Como consecuencia de esa saga de administraciones vendepatrias hoy el país ha perdido la soberanía en sus dimensiones económica, alimentaria, financiera, tecnológica, comercial, militar y policial, y su política exterior, antaño ejemplar y emblemática en el mundo, hoy se reduce a instrumento subsidiario del Departamento de Estado.

La pérdida de la independencia ha tenido efectos devastadores y dolorosísimos para la población mexicana.
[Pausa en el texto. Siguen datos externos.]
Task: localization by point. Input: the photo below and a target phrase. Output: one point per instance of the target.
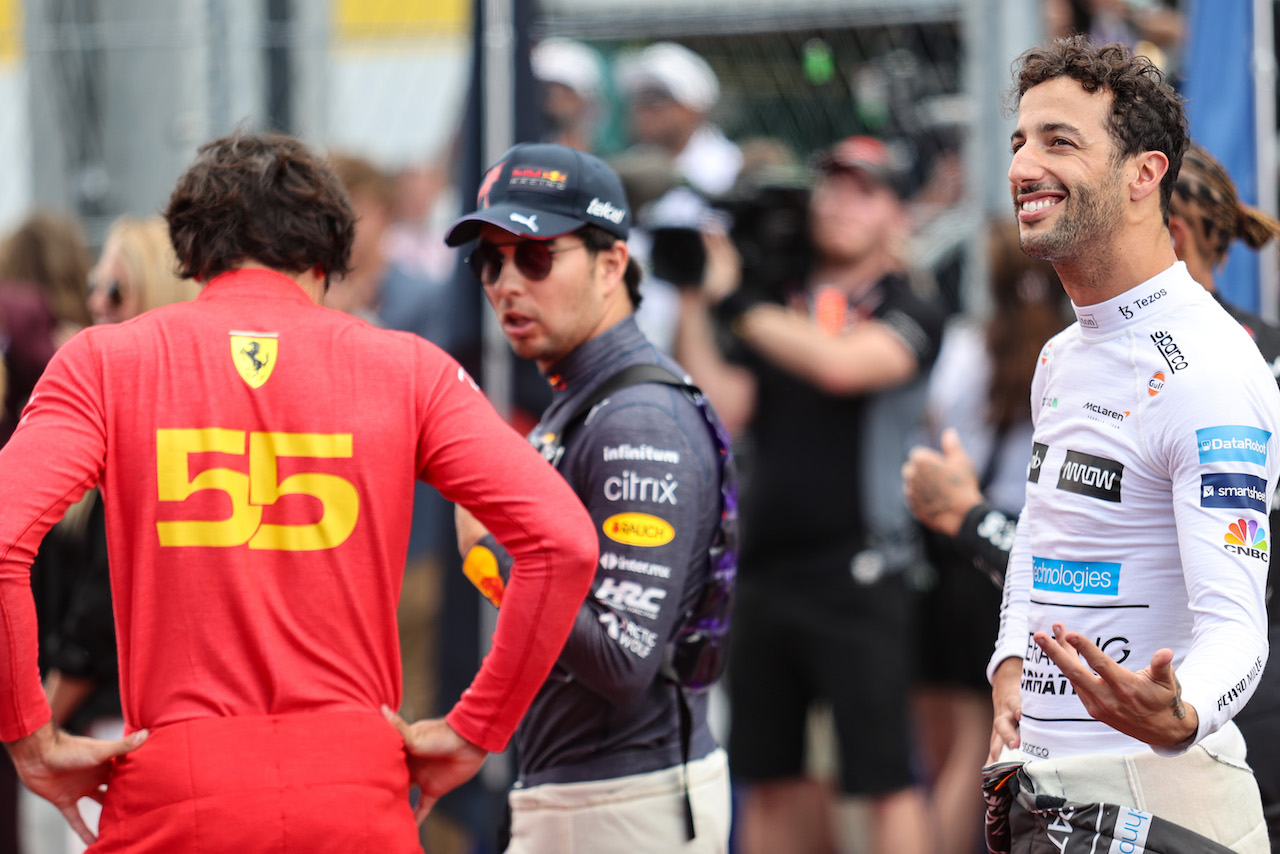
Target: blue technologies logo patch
(1093, 578)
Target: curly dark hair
(597, 240)
(1146, 112)
(260, 197)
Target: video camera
(768, 222)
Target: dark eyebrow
(1050, 127)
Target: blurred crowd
(856, 708)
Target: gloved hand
(481, 569)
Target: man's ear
(613, 261)
(1182, 234)
(1151, 168)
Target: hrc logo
(254, 355)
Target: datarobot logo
(1233, 443)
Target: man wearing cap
(606, 759)
(671, 91)
(826, 375)
(570, 73)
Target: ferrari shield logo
(254, 355)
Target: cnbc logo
(1246, 538)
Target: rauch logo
(638, 529)
(1246, 538)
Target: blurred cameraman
(824, 374)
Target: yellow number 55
(259, 488)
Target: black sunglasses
(112, 288)
(533, 259)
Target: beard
(1089, 215)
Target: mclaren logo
(254, 355)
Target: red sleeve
(478, 461)
(53, 457)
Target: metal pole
(1265, 131)
(498, 108)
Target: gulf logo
(1156, 384)
(638, 529)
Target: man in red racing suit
(256, 456)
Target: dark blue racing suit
(645, 466)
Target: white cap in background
(673, 69)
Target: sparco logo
(604, 210)
(1169, 350)
(640, 452)
(1088, 475)
(1038, 451)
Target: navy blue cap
(542, 191)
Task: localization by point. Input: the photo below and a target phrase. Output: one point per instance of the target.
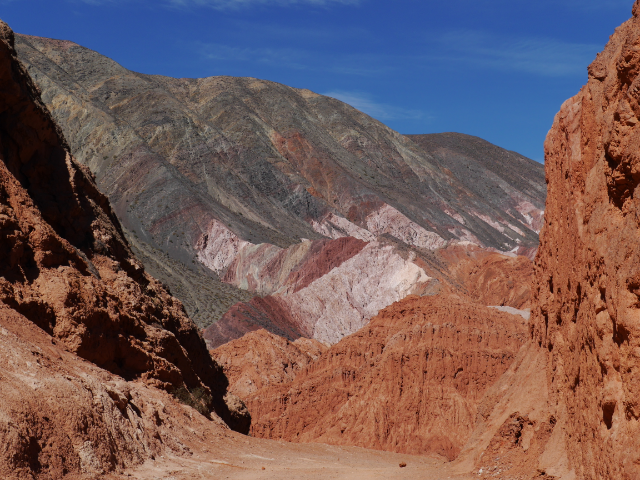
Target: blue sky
(498, 69)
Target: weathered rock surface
(64, 263)
(260, 359)
(585, 307)
(410, 381)
(489, 278)
(334, 305)
(235, 174)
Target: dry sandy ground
(243, 458)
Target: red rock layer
(64, 263)
(586, 306)
(260, 359)
(408, 382)
(489, 278)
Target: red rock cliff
(64, 263)
(586, 295)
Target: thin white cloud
(240, 4)
(292, 58)
(382, 111)
(540, 56)
(225, 4)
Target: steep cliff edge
(586, 305)
(251, 179)
(408, 382)
(64, 263)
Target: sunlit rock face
(410, 381)
(586, 291)
(66, 267)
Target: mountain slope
(236, 174)
(409, 382)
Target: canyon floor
(244, 458)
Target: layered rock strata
(260, 359)
(64, 263)
(410, 381)
(586, 292)
(236, 173)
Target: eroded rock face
(489, 278)
(410, 381)
(65, 265)
(586, 309)
(260, 359)
(235, 174)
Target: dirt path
(242, 458)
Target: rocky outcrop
(410, 381)
(489, 278)
(235, 174)
(64, 263)
(260, 359)
(336, 304)
(585, 307)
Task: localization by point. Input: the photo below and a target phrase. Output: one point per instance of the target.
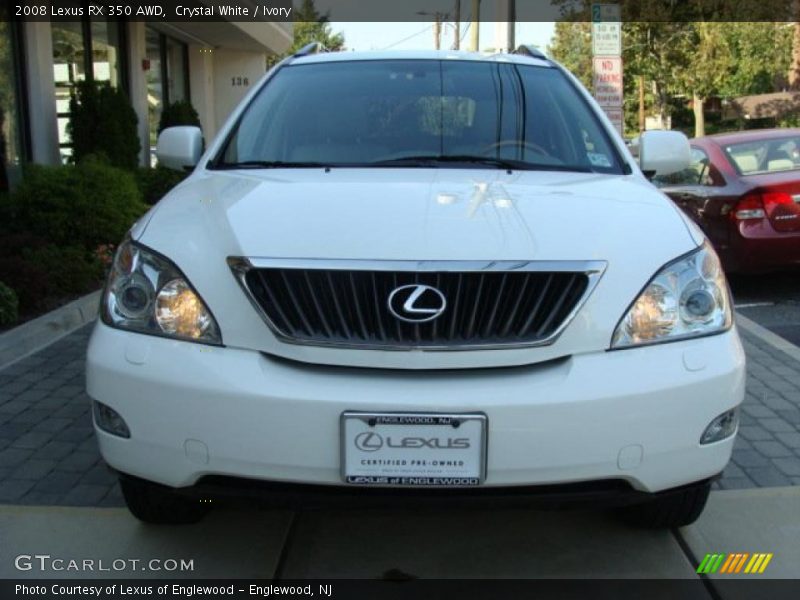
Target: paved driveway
(48, 455)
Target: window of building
(167, 77)
(11, 119)
(93, 50)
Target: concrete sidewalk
(377, 544)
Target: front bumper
(634, 415)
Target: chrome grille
(496, 306)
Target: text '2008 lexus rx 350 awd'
(410, 276)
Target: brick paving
(48, 454)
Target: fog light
(720, 428)
(109, 420)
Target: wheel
(674, 508)
(153, 503)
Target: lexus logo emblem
(416, 303)
(368, 441)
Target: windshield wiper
(427, 160)
(269, 164)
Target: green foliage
(59, 224)
(178, 113)
(310, 26)
(85, 205)
(155, 183)
(572, 47)
(43, 275)
(9, 305)
(684, 50)
(102, 122)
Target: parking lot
(48, 458)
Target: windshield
(410, 113)
(765, 156)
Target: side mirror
(662, 152)
(180, 148)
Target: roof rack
(312, 48)
(529, 50)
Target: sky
(419, 35)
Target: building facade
(211, 64)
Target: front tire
(675, 508)
(157, 504)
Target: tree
(760, 57)
(572, 47)
(310, 26)
(708, 63)
(103, 124)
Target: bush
(85, 205)
(155, 183)
(102, 122)
(178, 113)
(43, 274)
(9, 305)
(28, 280)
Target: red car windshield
(769, 155)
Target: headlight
(687, 298)
(148, 294)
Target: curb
(766, 336)
(34, 335)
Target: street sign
(607, 61)
(607, 77)
(606, 30)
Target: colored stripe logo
(736, 562)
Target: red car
(743, 190)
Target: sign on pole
(607, 78)
(607, 61)
(606, 30)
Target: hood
(417, 214)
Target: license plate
(413, 449)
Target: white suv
(409, 276)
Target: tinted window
(765, 156)
(699, 172)
(365, 112)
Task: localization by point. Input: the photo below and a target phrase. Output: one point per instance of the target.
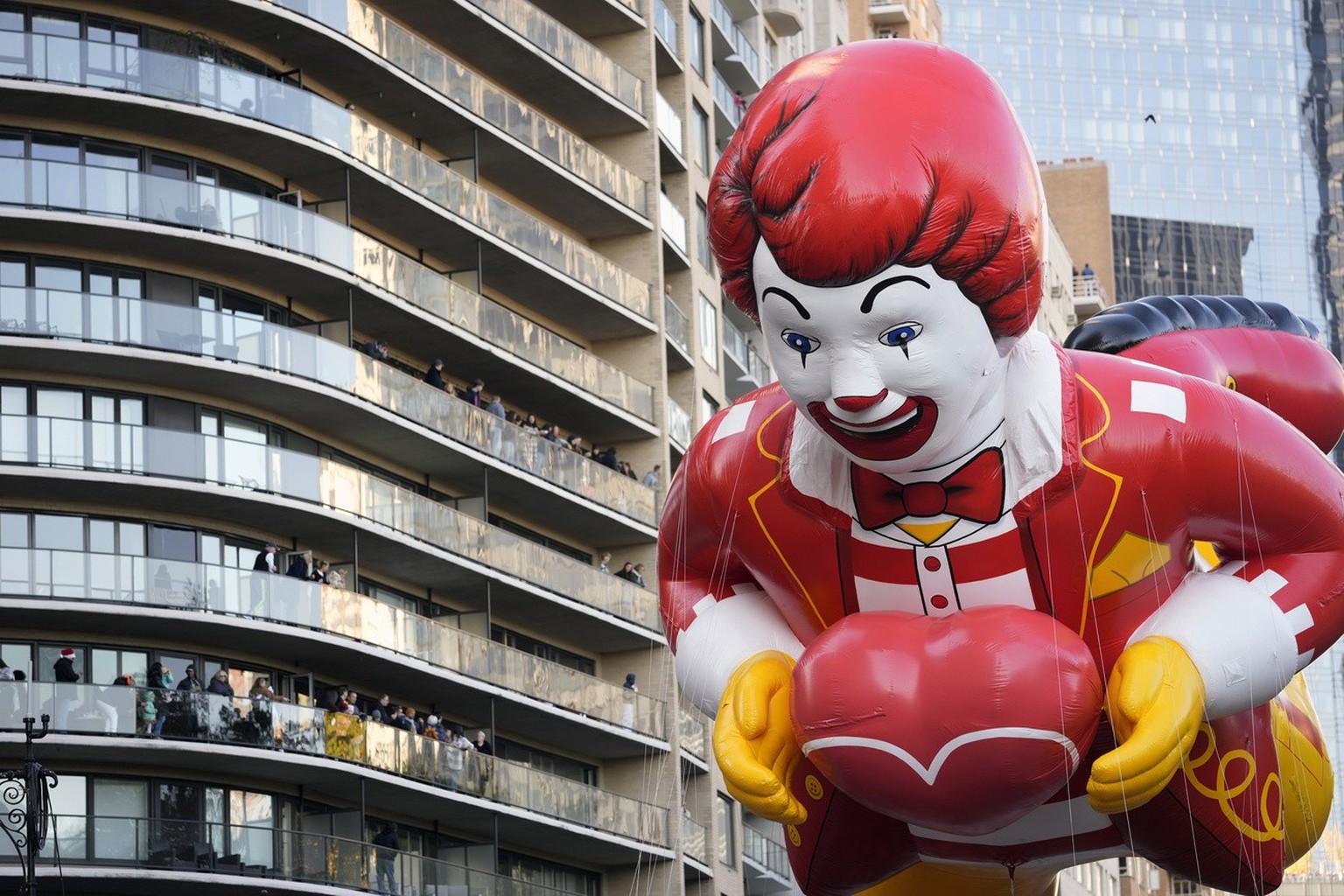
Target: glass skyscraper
(1195, 108)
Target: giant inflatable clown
(940, 584)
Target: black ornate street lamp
(25, 805)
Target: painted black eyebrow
(782, 294)
(892, 281)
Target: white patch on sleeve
(1158, 398)
(722, 635)
(734, 421)
(1238, 639)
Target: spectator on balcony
(301, 567)
(190, 682)
(388, 844)
(481, 760)
(258, 586)
(63, 670)
(220, 684)
(434, 375)
(456, 760)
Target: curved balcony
(130, 195)
(237, 722)
(527, 50)
(186, 853)
(461, 87)
(150, 582)
(128, 321)
(203, 83)
(145, 452)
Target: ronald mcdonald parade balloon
(968, 606)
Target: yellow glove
(1155, 702)
(752, 738)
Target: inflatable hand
(752, 738)
(1155, 702)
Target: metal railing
(461, 87)
(738, 38)
(679, 424)
(726, 100)
(130, 321)
(669, 124)
(130, 195)
(692, 731)
(737, 346)
(664, 23)
(258, 850)
(695, 840)
(676, 324)
(205, 83)
(566, 47)
(672, 222)
(118, 448)
(765, 852)
(240, 722)
(140, 580)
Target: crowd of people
(629, 571)
(474, 396)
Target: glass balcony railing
(765, 852)
(138, 580)
(566, 47)
(669, 124)
(664, 23)
(128, 710)
(127, 193)
(695, 840)
(460, 85)
(130, 321)
(676, 324)
(738, 38)
(679, 424)
(205, 83)
(672, 222)
(692, 731)
(117, 448)
(726, 100)
(737, 346)
(258, 850)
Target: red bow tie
(975, 492)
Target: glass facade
(1194, 108)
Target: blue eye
(802, 344)
(900, 335)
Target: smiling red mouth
(895, 436)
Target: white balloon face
(900, 369)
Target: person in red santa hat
(909, 577)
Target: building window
(709, 407)
(701, 136)
(695, 40)
(702, 235)
(709, 332)
(724, 826)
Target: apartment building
(243, 248)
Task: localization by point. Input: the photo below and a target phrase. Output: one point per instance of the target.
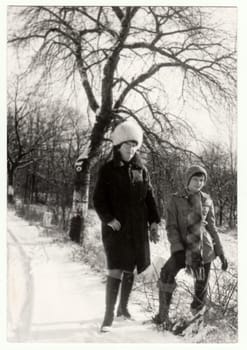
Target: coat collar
(184, 193)
(135, 162)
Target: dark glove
(224, 263)
(154, 234)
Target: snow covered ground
(53, 299)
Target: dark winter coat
(123, 191)
(177, 223)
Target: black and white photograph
(121, 186)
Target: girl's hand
(115, 225)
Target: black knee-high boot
(165, 296)
(112, 287)
(126, 287)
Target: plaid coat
(177, 223)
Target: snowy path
(52, 299)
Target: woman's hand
(115, 225)
(154, 234)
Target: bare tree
(124, 56)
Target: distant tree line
(44, 142)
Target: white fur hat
(128, 130)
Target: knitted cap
(128, 130)
(195, 169)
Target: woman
(124, 201)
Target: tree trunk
(11, 185)
(80, 203)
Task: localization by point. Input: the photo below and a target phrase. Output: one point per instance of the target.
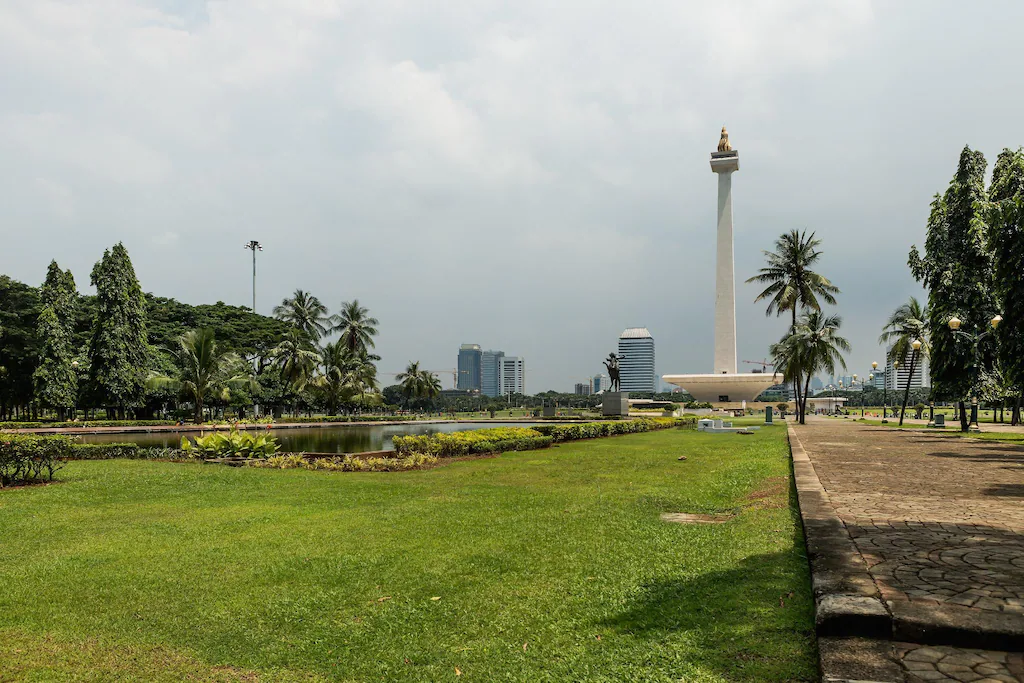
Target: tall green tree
(305, 312)
(792, 284)
(345, 376)
(296, 360)
(820, 348)
(19, 306)
(1005, 217)
(55, 379)
(907, 325)
(356, 327)
(205, 370)
(956, 269)
(119, 351)
(418, 383)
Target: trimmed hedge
(497, 439)
(597, 429)
(346, 463)
(350, 418)
(124, 451)
(31, 458)
(87, 423)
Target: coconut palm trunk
(906, 390)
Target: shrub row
(30, 458)
(347, 463)
(497, 439)
(124, 451)
(350, 418)
(86, 423)
(596, 429)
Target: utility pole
(254, 247)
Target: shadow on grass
(755, 622)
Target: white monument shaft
(724, 384)
(725, 291)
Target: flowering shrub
(30, 458)
(498, 439)
(347, 463)
(595, 429)
(230, 444)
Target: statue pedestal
(615, 402)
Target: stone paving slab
(930, 526)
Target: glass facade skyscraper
(491, 373)
(636, 369)
(470, 358)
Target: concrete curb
(847, 601)
(853, 627)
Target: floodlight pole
(254, 247)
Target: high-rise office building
(636, 369)
(511, 375)
(491, 383)
(897, 379)
(470, 358)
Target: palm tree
(204, 369)
(906, 326)
(417, 383)
(356, 328)
(305, 312)
(792, 284)
(345, 376)
(819, 348)
(787, 358)
(296, 359)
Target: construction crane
(764, 365)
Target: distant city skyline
(534, 137)
(636, 351)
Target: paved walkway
(938, 523)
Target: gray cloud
(529, 176)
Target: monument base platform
(724, 388)
(615, 402)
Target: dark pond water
(341, 438)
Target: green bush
(30, 458)
(347, 463)
(521, 438)
(124, 451)
(230, 444)
(596, 429)
(88, 423)
(498, 439)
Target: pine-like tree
(119, 350)
(956, 269)
(1005, 216)
(55, 380)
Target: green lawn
(549, 565)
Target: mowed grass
(545, 565)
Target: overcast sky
(529, 176)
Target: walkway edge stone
(853, 627)
(847, 601)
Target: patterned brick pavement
(938, 519)
(939, 522)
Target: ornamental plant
(230, 444)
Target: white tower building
(724, 385)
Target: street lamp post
(254, 247)
(975, 339)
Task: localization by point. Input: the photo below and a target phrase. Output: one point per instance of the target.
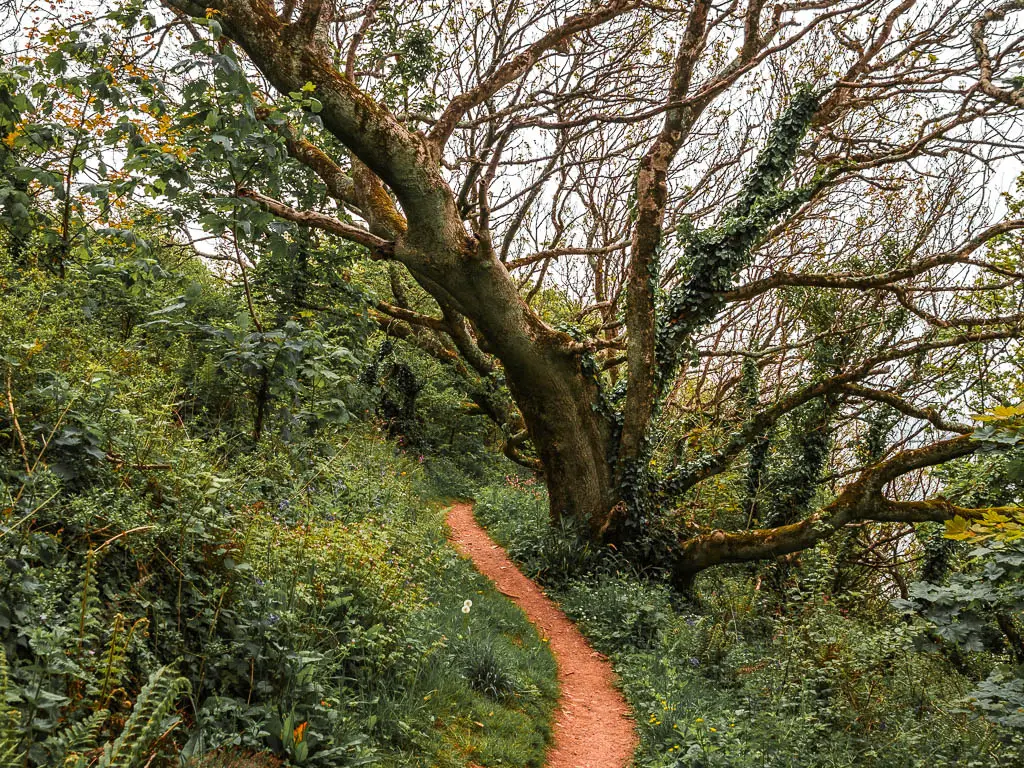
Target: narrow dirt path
(592, 725)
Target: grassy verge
(736, 682)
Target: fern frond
(155, 702)
(66, 745)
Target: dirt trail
(592, 725)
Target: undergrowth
(732, 677)
(175, 592)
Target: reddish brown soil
(592, 724)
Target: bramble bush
(172, 589)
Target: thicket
(210, 550)
(805, 671)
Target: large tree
(769, 228)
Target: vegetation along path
(592, 724)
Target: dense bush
(288, 597)
(734, 677)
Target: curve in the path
(592, 724)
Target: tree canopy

Los gobernantes de hoy no toman decisiones para evitar el hambre de los habitantes del país sino para beneficiar a productores extranjeros; el sacrificio de los consumidores mexicanos engorda las ganancias de las empresas estadunidenses y europeas; las transnacionales aplican, aquí, condiciones laborales que en sus países de origen serían objeto de demandas penales y de una inmediata extendida repulsa social; el agro nacional ha sido sacrificado en beneficio de importadores extranjeros; los proveedores de bienes y servicios, locales o foráneos, cometen en el territorio nacional abusos contra los consumidores que resultarían imposibles en otras naciones. Y, para rematar el panorama, México ha sido arrastrado por el calderonato a una guerra cruenta y exasperante cuya única lógica visible consiste en favorecer los intereses de las mafias del narcotráfico y las proyecciones geoestratégicas del gobierno de Estados Unidos.

Hoy, cuando la clase política se apresta a entronizar a un nuevo procónsul con el propósito explícito de culminar la destrucción de los derechos laborales, consumar la aniquilación de la industria energética nacional y consagrar nuevos mecanismos fiscales que aceleren la concentración de la riqueza, es claro que el país requiere de una nueva gesta de independencia, necesariamente asociada a una nueva revolución social y política.

A diferencia de lo ocurrido a principios de los siglos antepasado y pasado, sin embargo, los procesos correspondientes no pueden, hoy en día, conducirse por medio de insurrecciones armadas. Mucho camino han recorrido desde entonces la ética social y las asimetrías tecnológicas como para que las luchas violentas pudieran tener un grado mínimo de viabilidad, y nada garantiza que no culminaran, después de un ciclo de recrudecida destrucción humana y material, en una restauración del régimen. Hay un argumento adicional, aunque no menos contundente, contra la vía armada: en un país controlado por las mafias –las del narcotráfico, las empresariales, las políticas, y la gran suma de todas ellas– y sus brazos militares o paramilitares, las expresiones populares de organización armada serían ahogadas desde su inicio.

Queda, pues, el desafío enorme, pero esperanzador, de multiplicar la organización de la sociedad para que ésta sea capaz de disputar el poder por diversas vías: la electoral, en donde aún quedan espacios de lucha, pero también las de la resistencia pacífica y la desobediencia civil. En lo que va de este siglo la fuerza social ha demostrado su capacidad de resistir al poder oligárquico y entreguista e incluso de derrotarlo. En la opinión personal de quien escribe, lo procedente es persistir por esa determinación y orientarla de manera explícita hacia el objetivo de una nueva independencia nacional y de una nueva revolución social, moral y política.